Ce que je n’oublierai pas, c’est qu’en Seine-Saint-Denis, on y est mort plus qu’ailleurs et dans l’indifférence la plus totale. Justement parce qu’on y concentre les premiers de corvée, fragilisés par des maladies, des conditions de vie et un accès aux soins médiocres. Ces personnes qu’on a continué d’exposer au nom de la sauvegarde d’une économie dont nous ne sommes même pas les bénéficiaires.
Je n’oublierai pas non plus que votre première réaction fut de trouver des moyens d’exprimer votre solidarité. Mais, tout comme notre mouvement pour défendre l’hôpital, je suis désolée d’avoir à vous le dire, cela n’a pas suffi. D’ailleurs, une petite accalmie, elle, a suffi pour que l’autre Président, comme tant d’autres avant lui, nous reparle d’organisation et non de manque de moyens.
Si cette année s’achève avec une perspective de vaccin contre le Covid, où est celui contre les autres maux de nos sociétés qui nous rongent ? Le racisme, les violences policières, la chasse aux réfugiés, la pauvreté, les dérives autoritaires ? Le Covid ne doit pas être un prétexte à la restriction des libertés ou au reniement des promesses d’égalité.
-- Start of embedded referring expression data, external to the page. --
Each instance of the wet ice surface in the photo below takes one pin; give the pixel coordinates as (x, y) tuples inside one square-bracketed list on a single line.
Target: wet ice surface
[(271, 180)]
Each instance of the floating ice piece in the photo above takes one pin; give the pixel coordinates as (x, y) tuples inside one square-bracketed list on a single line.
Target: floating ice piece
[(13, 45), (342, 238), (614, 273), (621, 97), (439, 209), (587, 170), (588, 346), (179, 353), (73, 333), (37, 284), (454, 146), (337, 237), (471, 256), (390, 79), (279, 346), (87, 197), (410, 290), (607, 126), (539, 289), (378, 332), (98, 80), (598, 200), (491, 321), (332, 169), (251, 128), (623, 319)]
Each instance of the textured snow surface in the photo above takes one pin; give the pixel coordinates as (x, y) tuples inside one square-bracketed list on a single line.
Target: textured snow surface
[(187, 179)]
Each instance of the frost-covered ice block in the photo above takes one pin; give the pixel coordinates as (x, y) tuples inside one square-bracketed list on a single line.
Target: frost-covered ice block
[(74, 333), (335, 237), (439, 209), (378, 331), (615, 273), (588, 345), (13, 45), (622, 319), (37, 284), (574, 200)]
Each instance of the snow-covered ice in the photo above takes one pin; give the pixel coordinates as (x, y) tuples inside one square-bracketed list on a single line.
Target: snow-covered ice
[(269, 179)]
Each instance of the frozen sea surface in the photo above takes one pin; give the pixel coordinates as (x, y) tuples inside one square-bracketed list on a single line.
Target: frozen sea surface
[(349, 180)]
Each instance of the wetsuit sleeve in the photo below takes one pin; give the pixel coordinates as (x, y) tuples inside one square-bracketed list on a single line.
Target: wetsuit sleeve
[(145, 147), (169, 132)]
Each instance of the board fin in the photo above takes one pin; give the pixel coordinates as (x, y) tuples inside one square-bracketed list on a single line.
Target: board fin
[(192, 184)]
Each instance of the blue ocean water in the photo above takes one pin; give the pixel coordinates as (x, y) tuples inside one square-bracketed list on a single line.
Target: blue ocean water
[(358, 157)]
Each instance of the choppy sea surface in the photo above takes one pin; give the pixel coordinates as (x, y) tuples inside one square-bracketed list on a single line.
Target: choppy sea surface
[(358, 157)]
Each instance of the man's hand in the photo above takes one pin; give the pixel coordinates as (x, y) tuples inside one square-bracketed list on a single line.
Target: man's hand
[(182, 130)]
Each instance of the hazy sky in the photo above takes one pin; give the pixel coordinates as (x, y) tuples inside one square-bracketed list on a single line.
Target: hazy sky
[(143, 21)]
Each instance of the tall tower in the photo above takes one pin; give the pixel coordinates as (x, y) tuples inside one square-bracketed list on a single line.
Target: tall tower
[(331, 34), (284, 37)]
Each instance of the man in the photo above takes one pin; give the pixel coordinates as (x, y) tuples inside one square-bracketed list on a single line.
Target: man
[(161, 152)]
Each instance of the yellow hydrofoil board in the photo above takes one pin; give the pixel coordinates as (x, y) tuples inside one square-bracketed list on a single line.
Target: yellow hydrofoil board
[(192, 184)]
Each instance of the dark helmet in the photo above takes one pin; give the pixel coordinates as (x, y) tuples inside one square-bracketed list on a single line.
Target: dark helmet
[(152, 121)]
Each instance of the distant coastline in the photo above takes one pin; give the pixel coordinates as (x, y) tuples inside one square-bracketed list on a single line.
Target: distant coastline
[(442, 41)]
Au même titre que les autres enjeux climatiques, économiques ou sociétaux, la question de l’hôpital n’est pas indépendante de celle du monde dans lequel nous souhaitons vivre.
Nous sortons de cette année lassés et changés. Nous avons dû apprendre à vivre avec nos peurs et nos doutes. Mais cette année nous a aussi montré que, face au danger, la solidarité est vitale. Que face à l’injustice et aux mensonges, nous ne pouvons pas nous permettre de nous taire.
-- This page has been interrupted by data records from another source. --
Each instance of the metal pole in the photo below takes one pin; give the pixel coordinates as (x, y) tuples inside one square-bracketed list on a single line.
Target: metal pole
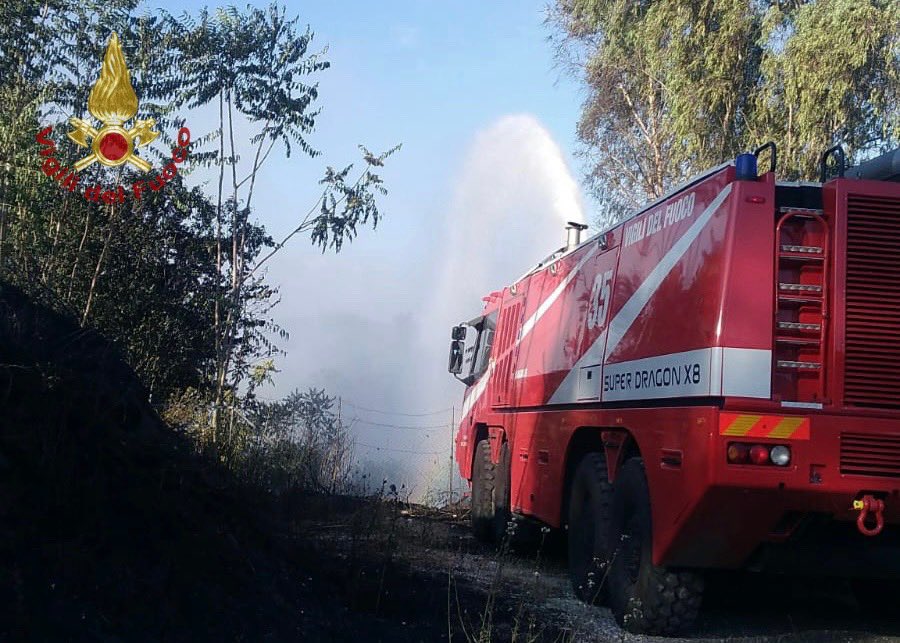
[(450, 474)]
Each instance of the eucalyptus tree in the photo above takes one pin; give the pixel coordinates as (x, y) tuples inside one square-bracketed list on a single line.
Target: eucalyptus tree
[(676, 87), (258, 67)]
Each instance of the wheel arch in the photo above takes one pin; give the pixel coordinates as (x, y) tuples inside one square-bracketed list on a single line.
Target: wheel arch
[(616, 442)]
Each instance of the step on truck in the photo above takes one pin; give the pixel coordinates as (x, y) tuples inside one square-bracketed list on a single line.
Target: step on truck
[(713, 383)]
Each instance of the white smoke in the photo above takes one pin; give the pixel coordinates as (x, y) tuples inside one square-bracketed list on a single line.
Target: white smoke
[(512, 200), (374, 325)]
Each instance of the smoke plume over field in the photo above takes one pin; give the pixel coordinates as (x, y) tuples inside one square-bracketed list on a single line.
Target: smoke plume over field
[(376, 321)]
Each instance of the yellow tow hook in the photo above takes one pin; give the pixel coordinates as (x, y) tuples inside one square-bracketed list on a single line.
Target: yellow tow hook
[(869, 504)]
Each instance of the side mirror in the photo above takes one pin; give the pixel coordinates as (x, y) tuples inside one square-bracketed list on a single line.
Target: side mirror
[(456, 353)]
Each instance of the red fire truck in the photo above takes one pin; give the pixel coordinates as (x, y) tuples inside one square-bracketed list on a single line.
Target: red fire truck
[(713, 383)]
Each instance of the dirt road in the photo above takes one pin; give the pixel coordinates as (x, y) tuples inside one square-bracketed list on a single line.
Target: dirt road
[(418, 575)]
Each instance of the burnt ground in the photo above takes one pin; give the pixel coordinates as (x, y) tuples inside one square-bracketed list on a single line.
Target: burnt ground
[(404, 567)]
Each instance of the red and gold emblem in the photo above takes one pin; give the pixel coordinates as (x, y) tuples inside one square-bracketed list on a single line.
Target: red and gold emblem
[(113, 102)]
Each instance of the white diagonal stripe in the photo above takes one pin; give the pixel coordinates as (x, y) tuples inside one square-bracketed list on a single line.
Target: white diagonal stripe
[(529, 324), (568, 390), (481, 385)]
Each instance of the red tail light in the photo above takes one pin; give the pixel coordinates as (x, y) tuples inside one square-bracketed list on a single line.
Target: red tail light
[(759, 454), (738, 453)]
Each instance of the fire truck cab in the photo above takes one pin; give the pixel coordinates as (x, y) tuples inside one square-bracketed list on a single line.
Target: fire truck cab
[(712, 383)]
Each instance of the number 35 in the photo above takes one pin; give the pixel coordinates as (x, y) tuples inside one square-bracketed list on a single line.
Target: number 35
[(599, 299)]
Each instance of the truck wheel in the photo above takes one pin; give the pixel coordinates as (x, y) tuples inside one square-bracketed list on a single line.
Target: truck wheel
[(483, 492), (645, 599), (502, 513), (588, 520)]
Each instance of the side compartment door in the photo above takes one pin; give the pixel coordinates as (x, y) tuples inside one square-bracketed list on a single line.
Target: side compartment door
[(506, 349)]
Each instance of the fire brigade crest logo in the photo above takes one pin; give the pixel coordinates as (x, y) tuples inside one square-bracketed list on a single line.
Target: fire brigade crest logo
[(113, 102)]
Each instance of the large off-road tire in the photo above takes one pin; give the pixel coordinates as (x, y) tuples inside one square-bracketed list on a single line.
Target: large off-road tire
[(644, 598), (483, 479), (502, 512), (590, 496)]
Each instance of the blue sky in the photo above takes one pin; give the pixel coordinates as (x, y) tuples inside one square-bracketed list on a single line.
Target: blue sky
[(487, 124)]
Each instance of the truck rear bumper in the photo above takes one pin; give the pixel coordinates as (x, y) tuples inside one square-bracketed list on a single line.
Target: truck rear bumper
[(748, 515)]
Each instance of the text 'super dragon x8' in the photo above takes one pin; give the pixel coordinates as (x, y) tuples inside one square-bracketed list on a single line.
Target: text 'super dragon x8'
[(713, 383)]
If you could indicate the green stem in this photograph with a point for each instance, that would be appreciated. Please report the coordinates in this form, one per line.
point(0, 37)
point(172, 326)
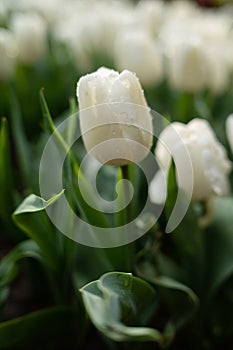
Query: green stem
point(127, 249)
point(125, 176)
Je devais ici vous délivrer un message d’espoir mais je me garderai bien de tout pronostic pour l’année 2021, car c’est à nous de l’écrire. Si elle laisse entrevoir des aspects de plus en plus sombres, elle porte aussi en elle la nécessaire promesse d’un autre monde.
Alors, je nous souhaite de vivre ces moments où l’on relève la tête et où l’on peut sentir la force de l’énergie collective. Ce soir, mes collègues s’occupent des moins chanceux d’entre nous. Je nous souhaite de réussir à nous protéger les uns les autres, parce que nos vies en valent la peine. Surtout, je nous souhaite de connaître joie, rire, amour et santé.
Très belle année 2021 à vous. Courage et force à nous.